September 03, 2010 06:00PM
The Laureate at 2150 Broadway
Incrementally, though not without a few false steps, the Upper West Side is getting better. Some of its more recent developments, like the Corner at 200 West 72nd Street, have done the area no favors, but the general trend is one of improvement. What with 15 Central Park West — which is as much about Broadway as about Central Park West — the reborn Lincoln Center and the new Apple store on Broadway and 68th Street, among others, the place is looking increasingly lustrous and expensive. For those of us who grew up here in the 1970s, before such a transformation was even dreamed of, the change is astounding.
One of the more charming adornments of Upper Broadway is the nearly completed Laureate, at 2150 Broadway and 76th Street.
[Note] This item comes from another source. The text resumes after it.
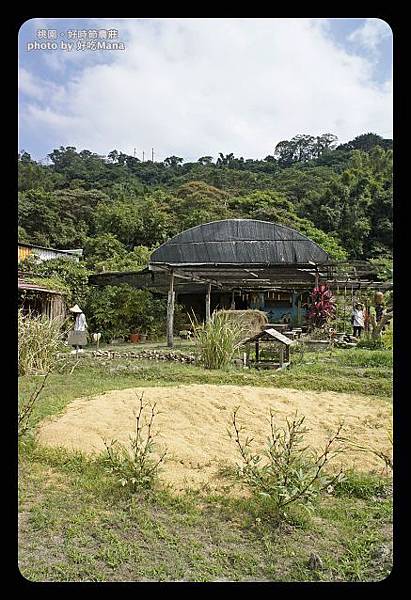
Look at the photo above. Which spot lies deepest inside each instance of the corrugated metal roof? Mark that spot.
(271, 333)
(240, 241)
For years, if not for more than a century, this corner space was occupied by two very different, very low-lying buildings, united by nothing more than the fact that they were so drably generic. You could walk by them for decades and never notice them. Then came a razed lot, and now before our eyes materializes a white palace, designed by SLCE Architects and developed by Stahl Organization. At 20 stories, it contains 75 condos ranging in size from one- to five-bedrooms, and asking prices between $1.67 and $8 million. (Note: correction appended).
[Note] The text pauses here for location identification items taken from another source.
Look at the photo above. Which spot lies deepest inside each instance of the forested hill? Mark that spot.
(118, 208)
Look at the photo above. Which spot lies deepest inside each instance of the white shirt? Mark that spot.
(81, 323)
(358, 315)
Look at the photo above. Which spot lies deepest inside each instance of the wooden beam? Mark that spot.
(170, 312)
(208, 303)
Its shape and contours roughly resemble those of the Upper West Side’s Corner but the result is so much finer. Instead of glass and steel and an ineffaceable whiff of value engineering, you have a pale, limestone clad structure, with an imposing Beaux Art awning at street-level, as well as the first two floors linked by giant-order pilasters.
Above their imposing cornice, at the corner of the building, rise a sequence of Juliette balconies. On either side, the windows are arrayed with geometric regularity, but because they are punched-in, they exude classic old New York charm and never appear monotonous. The top four stories take the form of a set-back. There are no fireworks to the building, only a sense of serene competence.
James Gardner, formerly the architecture critic of the New York Sun, writes on the visual arts for several publications.